Gang Insignia and Garb Barred at the County Fair

The policy banning “gang insignia and garb at the Marin County Fair is reportedly being called racially discriminatory by the Northern California ACLU.

In addition to statistical evidence about the racial and age characteristics of persons usually targeted, the very notion of what constitutes gang attire or insignia is constitutionally fraught.  There is little consensus among statutes, policies, law enforcement, and academics about the indicia of gang membership or even what constitutes a gang.    Are the fans of Insane Clown Posse a gang?  (The FBI once decided they were, but changed its mind).  And is wearing the color blue or sportsgear or having a tattoo with one’s nickname sufficient proof of gang membership?

And, intriguingly, who decides what constitutes gang attire?  Common knowledge?  Police officer testimony?  An outdated handbook?

The Ninth Circuit Court of Appeals considered a challenge to an anti-gang dress code by members of the “Top Hatters,” who were escorted off the grounds of the Gilroy Garlic Festival, not so far from Marin County.  The offending attire was vests that included an image of a skull with wings and a top hat with the words “Top Hatters” above the top hat and the word “Hollister” written below.   Despite the fact that an on-duty police officer “escorted” the vest-wearers off the festival grounds, the Ninth Circuit ultimately held in Villegas v. Gilroy Garlic Festival that the festival was not governmental, and thus the Top Hatters could not claim any constitutional rights.  This does not seem to be the case with Marin County.

However, the lower court in the Garlic Festival case also struggled with whether the Top Hatters had a First Amendment claim of “speech” asking whether the badge on their vests was conveying a generally understood message?   This “catch-22” – – – that the person must prove that their dress conveys a message even as the state is seeking to ban that message – – – can complicate First Amendment challenges to bans on gang attire.

These First Amendment claims often merge with Due Process claims.  The United States Supreme Court has declared unconstitutional Chicago’s city ordinance criminalizing loitering by gang members.  On the other hand, the California Supreme Court has upheld a prosecutorial injunction banning gang members from wearing clothing bearing specific numbers, although it limited the ban to “the conscious expression of gang affiliation, support and allegiance.”

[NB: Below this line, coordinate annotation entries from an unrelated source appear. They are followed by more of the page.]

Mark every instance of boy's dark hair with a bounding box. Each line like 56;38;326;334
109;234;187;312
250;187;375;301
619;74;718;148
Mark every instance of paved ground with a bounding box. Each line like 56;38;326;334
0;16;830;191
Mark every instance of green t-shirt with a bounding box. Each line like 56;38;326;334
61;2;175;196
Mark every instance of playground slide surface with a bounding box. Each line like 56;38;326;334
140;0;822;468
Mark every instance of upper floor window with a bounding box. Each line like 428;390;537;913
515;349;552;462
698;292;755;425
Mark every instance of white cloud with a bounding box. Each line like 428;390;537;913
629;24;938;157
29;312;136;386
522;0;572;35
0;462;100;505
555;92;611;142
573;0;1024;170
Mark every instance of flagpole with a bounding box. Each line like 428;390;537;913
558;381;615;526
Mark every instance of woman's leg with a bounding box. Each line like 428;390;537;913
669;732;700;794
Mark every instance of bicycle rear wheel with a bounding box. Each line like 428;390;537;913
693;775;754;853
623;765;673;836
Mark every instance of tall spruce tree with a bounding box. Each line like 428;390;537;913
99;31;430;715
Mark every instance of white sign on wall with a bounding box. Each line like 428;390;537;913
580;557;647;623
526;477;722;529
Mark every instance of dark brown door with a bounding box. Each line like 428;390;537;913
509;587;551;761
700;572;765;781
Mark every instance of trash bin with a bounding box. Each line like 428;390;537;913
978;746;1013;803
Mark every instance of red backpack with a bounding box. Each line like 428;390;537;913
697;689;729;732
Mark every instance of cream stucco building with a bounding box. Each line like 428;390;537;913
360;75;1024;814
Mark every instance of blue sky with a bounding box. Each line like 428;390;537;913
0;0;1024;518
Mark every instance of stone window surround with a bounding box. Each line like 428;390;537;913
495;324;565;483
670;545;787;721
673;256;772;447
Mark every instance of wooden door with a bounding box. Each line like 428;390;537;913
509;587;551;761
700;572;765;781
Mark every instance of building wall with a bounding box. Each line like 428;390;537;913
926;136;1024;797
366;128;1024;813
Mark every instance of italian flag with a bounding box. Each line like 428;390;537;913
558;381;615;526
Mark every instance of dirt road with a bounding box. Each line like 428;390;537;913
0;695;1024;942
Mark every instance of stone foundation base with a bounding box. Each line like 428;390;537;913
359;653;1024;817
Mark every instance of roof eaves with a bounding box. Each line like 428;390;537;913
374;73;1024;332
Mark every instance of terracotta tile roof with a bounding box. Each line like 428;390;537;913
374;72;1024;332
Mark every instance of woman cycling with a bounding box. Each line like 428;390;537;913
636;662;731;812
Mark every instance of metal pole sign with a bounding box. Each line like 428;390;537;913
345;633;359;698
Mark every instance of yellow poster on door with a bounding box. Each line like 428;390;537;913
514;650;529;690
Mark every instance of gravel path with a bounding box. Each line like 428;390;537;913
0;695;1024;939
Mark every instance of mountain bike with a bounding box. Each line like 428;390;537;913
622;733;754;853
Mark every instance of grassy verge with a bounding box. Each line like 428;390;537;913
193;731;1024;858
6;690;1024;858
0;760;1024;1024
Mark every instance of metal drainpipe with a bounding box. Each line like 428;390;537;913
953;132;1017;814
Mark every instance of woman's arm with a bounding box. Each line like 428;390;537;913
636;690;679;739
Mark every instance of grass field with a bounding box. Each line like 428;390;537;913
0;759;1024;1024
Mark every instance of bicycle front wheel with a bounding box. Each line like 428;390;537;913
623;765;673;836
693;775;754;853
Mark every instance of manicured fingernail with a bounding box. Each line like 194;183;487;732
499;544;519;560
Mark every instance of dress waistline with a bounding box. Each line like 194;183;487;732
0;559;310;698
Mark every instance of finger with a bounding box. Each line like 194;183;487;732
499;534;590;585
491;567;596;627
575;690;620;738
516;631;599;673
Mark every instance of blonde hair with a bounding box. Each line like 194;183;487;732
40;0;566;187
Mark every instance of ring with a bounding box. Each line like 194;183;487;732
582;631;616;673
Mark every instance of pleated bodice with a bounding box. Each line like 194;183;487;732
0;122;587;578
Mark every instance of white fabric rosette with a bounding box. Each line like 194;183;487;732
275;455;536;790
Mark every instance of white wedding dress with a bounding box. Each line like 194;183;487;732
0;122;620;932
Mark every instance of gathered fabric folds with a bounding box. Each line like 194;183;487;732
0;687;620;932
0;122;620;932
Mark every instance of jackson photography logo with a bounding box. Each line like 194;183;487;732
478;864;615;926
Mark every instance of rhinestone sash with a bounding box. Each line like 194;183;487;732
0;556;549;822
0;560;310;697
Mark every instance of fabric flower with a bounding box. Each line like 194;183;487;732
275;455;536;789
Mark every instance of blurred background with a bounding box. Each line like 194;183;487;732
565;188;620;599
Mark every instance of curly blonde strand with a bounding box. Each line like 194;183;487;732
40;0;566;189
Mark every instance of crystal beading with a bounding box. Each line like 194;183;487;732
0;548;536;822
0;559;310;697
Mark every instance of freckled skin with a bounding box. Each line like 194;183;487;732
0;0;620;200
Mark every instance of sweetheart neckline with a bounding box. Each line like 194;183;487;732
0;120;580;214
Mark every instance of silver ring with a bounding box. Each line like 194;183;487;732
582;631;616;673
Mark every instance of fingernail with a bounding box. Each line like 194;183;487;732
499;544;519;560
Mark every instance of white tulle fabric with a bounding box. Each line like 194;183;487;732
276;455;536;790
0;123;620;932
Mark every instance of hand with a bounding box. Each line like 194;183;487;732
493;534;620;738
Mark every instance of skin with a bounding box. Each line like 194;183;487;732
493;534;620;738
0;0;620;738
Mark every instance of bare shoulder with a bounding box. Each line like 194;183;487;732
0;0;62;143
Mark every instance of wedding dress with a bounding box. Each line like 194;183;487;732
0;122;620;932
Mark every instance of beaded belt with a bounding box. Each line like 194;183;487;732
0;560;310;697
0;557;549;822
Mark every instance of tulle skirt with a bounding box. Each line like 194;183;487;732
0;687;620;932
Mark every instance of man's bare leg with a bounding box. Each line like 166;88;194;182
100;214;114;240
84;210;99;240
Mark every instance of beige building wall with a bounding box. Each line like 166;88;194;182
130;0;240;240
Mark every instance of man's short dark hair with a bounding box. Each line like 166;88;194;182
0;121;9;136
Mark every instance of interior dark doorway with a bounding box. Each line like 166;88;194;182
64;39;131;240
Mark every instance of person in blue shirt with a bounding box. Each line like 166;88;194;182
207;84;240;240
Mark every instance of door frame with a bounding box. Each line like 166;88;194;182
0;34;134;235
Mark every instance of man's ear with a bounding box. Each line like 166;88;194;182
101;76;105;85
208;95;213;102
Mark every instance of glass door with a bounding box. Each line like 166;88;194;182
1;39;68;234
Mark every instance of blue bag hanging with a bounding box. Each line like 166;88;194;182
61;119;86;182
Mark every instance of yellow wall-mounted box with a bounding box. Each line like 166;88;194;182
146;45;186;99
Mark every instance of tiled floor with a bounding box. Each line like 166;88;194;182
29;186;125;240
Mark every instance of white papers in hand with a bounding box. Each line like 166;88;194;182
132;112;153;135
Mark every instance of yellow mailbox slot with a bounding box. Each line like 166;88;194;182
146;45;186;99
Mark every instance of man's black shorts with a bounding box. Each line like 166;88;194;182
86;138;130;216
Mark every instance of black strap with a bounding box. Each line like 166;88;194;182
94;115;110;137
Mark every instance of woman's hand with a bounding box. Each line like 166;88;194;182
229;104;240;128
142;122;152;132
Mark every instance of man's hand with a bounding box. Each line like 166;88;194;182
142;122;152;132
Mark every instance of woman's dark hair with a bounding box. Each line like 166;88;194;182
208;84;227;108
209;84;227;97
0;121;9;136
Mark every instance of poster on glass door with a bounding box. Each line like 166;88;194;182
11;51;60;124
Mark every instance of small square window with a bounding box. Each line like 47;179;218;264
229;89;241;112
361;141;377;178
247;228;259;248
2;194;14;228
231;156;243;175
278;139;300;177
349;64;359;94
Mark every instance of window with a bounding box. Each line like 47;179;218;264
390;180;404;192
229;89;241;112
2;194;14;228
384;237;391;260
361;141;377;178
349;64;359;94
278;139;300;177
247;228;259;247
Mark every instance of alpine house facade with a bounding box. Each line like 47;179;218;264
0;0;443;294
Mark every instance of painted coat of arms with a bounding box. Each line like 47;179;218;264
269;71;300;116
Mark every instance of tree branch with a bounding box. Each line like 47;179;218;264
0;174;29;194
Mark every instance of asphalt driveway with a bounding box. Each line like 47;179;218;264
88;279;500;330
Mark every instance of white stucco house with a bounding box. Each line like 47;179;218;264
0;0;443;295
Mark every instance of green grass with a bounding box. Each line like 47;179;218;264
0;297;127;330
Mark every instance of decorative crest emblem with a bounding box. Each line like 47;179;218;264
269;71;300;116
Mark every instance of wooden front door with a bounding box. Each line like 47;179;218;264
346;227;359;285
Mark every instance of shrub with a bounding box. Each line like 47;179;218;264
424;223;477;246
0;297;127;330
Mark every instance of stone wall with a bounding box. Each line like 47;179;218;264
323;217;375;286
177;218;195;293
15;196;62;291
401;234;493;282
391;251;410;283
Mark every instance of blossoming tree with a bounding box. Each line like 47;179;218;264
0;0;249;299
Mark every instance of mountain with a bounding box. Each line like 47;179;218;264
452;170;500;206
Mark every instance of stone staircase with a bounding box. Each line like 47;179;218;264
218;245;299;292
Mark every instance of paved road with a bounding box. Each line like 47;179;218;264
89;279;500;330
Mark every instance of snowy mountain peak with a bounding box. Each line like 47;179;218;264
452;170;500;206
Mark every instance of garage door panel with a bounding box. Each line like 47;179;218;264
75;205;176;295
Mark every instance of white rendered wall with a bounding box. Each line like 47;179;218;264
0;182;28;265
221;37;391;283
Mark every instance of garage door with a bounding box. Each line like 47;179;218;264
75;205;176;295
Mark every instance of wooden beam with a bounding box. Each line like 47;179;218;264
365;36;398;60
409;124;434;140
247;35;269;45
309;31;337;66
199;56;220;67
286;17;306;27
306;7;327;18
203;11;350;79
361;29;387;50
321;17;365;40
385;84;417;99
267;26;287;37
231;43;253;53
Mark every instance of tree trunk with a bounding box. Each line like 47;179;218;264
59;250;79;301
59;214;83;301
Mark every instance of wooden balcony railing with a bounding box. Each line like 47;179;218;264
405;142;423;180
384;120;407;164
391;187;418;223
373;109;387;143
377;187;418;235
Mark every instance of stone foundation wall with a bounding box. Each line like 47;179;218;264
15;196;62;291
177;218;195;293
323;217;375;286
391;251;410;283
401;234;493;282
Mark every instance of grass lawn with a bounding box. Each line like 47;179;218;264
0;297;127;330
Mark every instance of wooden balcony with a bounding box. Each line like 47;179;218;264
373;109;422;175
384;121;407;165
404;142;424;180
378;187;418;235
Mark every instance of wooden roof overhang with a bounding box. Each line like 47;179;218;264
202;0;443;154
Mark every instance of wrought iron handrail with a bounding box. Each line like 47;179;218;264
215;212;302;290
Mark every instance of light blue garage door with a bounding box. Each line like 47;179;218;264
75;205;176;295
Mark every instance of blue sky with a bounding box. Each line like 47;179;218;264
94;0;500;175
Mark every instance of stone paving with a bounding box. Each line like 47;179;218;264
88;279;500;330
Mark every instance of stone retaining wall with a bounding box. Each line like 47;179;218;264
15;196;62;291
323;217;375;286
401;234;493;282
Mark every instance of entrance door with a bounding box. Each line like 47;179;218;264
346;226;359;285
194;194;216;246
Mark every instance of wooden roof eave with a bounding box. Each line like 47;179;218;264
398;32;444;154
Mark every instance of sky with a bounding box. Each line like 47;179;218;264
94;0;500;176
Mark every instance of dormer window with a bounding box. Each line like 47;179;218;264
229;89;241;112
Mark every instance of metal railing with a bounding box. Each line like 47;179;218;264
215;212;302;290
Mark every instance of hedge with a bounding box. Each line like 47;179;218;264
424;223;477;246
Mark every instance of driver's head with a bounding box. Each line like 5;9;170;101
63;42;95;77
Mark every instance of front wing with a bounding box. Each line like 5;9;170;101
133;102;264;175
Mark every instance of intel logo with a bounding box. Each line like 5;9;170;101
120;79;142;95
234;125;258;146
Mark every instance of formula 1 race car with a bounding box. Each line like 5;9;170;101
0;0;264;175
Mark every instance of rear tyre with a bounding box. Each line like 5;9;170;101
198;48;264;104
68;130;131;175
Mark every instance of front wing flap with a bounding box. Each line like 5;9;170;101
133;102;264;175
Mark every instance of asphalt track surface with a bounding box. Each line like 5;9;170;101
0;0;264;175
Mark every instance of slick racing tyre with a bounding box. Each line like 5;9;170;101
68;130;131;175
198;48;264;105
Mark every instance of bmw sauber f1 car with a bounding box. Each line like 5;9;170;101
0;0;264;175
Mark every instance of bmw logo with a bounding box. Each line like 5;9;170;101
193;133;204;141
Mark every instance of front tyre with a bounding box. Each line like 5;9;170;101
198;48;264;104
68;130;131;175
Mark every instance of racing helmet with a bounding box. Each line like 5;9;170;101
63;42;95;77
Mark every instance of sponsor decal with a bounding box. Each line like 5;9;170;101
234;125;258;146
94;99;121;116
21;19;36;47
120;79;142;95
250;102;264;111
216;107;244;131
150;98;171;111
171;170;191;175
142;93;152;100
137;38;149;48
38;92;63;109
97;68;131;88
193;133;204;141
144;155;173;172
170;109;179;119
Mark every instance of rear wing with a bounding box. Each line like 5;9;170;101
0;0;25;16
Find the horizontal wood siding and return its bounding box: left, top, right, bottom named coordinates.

But race combined with age and gender are overriding factors in the construction of “gang” and “gang membership.”  For example, in Los Angeles, almost half of African-American men between the ages of 21-24 were listed on the gang database; since most did not have criminal records, presumably these men favored gang attire.  In Minnesota, with a population that is approximately five percent African-American,  a 2009 report notes that African-Americans represented approximately half of the persons listed in the gang databases.  The report also expressed community concern that the criteria for inclusion in the database highlighted “factors” – – – including attire and tattoos – – – “that are synonymous with the urban youth culture.”

In short, how can Marin County be sure it is not simply banning a style?